Dr. Jeffrey Egler tells Byrdie that persistently drinking caffeine on an ongoing basis can cause your body to become dependent on the substance. On days when you find yourself low on coffee grounds, headaches can set in as your body adjusts to the lack of caffeine it's become accustomed to.

But caffeine headaches aren't exclusive to caffeine withdrawal. Rather, these headaches can also be associated with caffeine consumption (via Byrdie). While this might seem like a no-win situation, experts have tips on how to help stave off caffeine headaches regardless of whether you find yourself with or without your coffee.

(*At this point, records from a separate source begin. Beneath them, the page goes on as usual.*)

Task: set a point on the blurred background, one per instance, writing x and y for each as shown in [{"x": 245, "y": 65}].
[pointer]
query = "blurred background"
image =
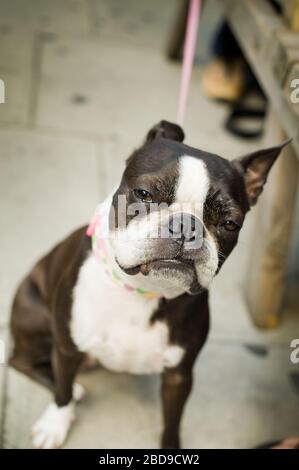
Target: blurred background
[{"x": 84, "y": 81}]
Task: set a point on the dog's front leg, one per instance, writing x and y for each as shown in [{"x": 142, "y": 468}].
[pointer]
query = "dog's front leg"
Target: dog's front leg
[
  {"x": 52, "y": 428},
  {"x": 176, "y": 387}
]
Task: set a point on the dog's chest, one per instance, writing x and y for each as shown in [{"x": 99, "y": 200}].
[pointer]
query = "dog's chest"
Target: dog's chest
[{"x": 113, "y": 325}]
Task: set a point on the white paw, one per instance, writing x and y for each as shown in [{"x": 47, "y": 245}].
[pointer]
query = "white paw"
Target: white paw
[
  {"x": 78, "y": 392},
  {"x": 50, "y": 431}
]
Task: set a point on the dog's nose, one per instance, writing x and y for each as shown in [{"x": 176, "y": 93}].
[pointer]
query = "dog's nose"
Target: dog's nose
[{"x": 185, "y": 227}]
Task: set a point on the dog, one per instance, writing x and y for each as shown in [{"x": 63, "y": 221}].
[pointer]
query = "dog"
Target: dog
[{"x": 131, "y": 290}]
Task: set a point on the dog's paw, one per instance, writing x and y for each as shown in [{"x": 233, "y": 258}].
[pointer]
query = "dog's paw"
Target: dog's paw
[
  {"x": 50, "y": 431},
  {"x": 79, "y": 392}
]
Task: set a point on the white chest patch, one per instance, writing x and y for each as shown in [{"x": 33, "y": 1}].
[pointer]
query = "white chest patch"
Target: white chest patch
[{"x": 113, "y": 325}]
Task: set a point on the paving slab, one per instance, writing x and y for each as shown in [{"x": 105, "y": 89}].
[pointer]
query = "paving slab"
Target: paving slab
[
  {"x": 89, "y": 87},
  {"x": 48, "y": 188},
  {"x": 147, "y": 23},
  {"x": 16, "y": 59},
  {"x": 55, "y": 16}
]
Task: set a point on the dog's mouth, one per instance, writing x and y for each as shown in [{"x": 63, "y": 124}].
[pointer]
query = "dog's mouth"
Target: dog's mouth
[{"x": 169, "y": 267}]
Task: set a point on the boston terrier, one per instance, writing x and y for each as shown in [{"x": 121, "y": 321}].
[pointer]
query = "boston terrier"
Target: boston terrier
[{"x": 131, "y": 290}]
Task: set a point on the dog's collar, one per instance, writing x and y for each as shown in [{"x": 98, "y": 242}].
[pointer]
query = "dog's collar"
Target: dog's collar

Hydration and moderation are key

Although there's no one-size-fits-all remedy for a caffeine headache, certified fitness nutrition specialist Vishal Patel tells Byrdie that hydration is key. Instead of replenishing your body with fluids after the fact, Patel suggests that coffee-lovers load up on water beforehand and continue hydrating while sipping on their coffee beverage. Doing so may help keep caffeine headaches at bay.

Additionally, Dr. Egler tells Byrdie that consuming caffeine mindfully can help reduce the chance of headaches. If you're someone who experiences headaches due to overconsumption of caffeine, try cutting back to one or two cups of coffee spaced throughout the day. Those who are caffeine sensitive and prone to subsequent headaches may also want to consider keeping their caffeine consumption to a minimum or eliminating it entirely.

If you find yourself in the throes of a caffeine headache, Dr. Egler cautions against taking over-the-counter pain reliever medications (per Byrdie). If you do this too often, you may develop medication overuse headaches. Furthermore, a 2007 preliminary study suggested that taking acetaminophen in combination with large amounts of caffeine may lead to liver damage. While the research was limited to laboratory animals and microbes, study author Dr. Sid Nelson feels the findings may also be significant to humans.